Input costs are soaring. Yet we still have so-called ‘negative’ inflation in the supermarkets, according to the latest Kantar data. So what’s going on?
As well as annual negotiations in some categories (typically at the end of the year) a key explanation for continued resistance to price hikes lies in the return of promotions last year, following their cessation in the early pandemic. Across the big four they’re higher year on year – though they’ve dipped 10% in the latest quarter, as have ranges, as supermarkets prioritise key supplies [Assosia/The Grocer].
Supermarkets are also masters of hiding inflation away from KVIs (on which Kantar’s weighted inflation tracker leans). Indeed, savings on promotions continue to fall (from 29% pre-pandemic to 24% – the lowest since we started tracking them), while multibuys are increasingly favoured, to shore up falling volumes and because the savings are typically lower.
Nonetheless, inflation has also been curbed by supermarkets simply being unwilling to accept price increases from suppliers.

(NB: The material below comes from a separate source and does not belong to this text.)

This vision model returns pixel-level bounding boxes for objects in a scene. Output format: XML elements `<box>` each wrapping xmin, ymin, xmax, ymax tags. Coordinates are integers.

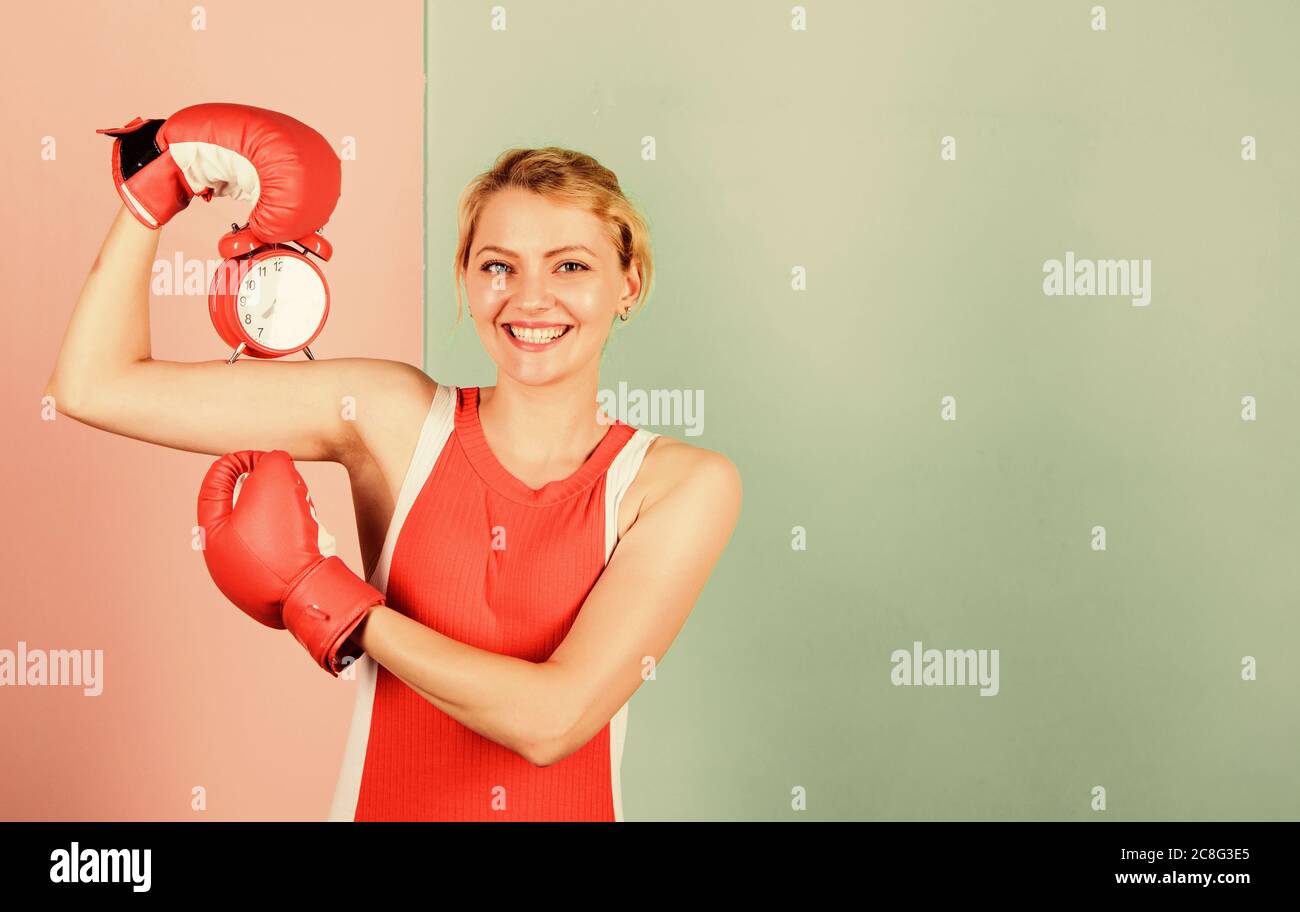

Determined not to blink first, they’ve held out over the summer, emboldened no doubt by knowledge that a lot of suppliers have enjoyed optimal trading conditions in the lockdown, though this week’s OC&C Global 50 rankings and report shows that very few suppliers made out like bandits.
Amid growing evidence that suppliers are being increasingly successful in negotiating price increases, however, this week Morrisons CEO David Potts became the latest supermarket boss to acknowledge “industry-wide” food price inflation in the fourth quarter, while stressing Morrisons itself had already absorbed some inflation through “investment in margin” and would continue to “mitigate” wherever it could.
And perhaps the most intriguing mitigation may lie in the big four subsidising food price inflation through higher fuel prices.
As fuel prices rise, and volumes finally come back, how else to explain the reduction in the price differential between both unleaded petrol and diesel prices at the big four versus the forecourt average? In the past two months, RAC Fuel Watch data shows, it’s fallen to under 3p for the first time in years (2.86p and 2.34p respectively). And crucially, fuel is a tool discounters don’t have in their armouries. Normally we talk about fuel fuelling inflation. In this case it appears to be helping supermarkets absorb it.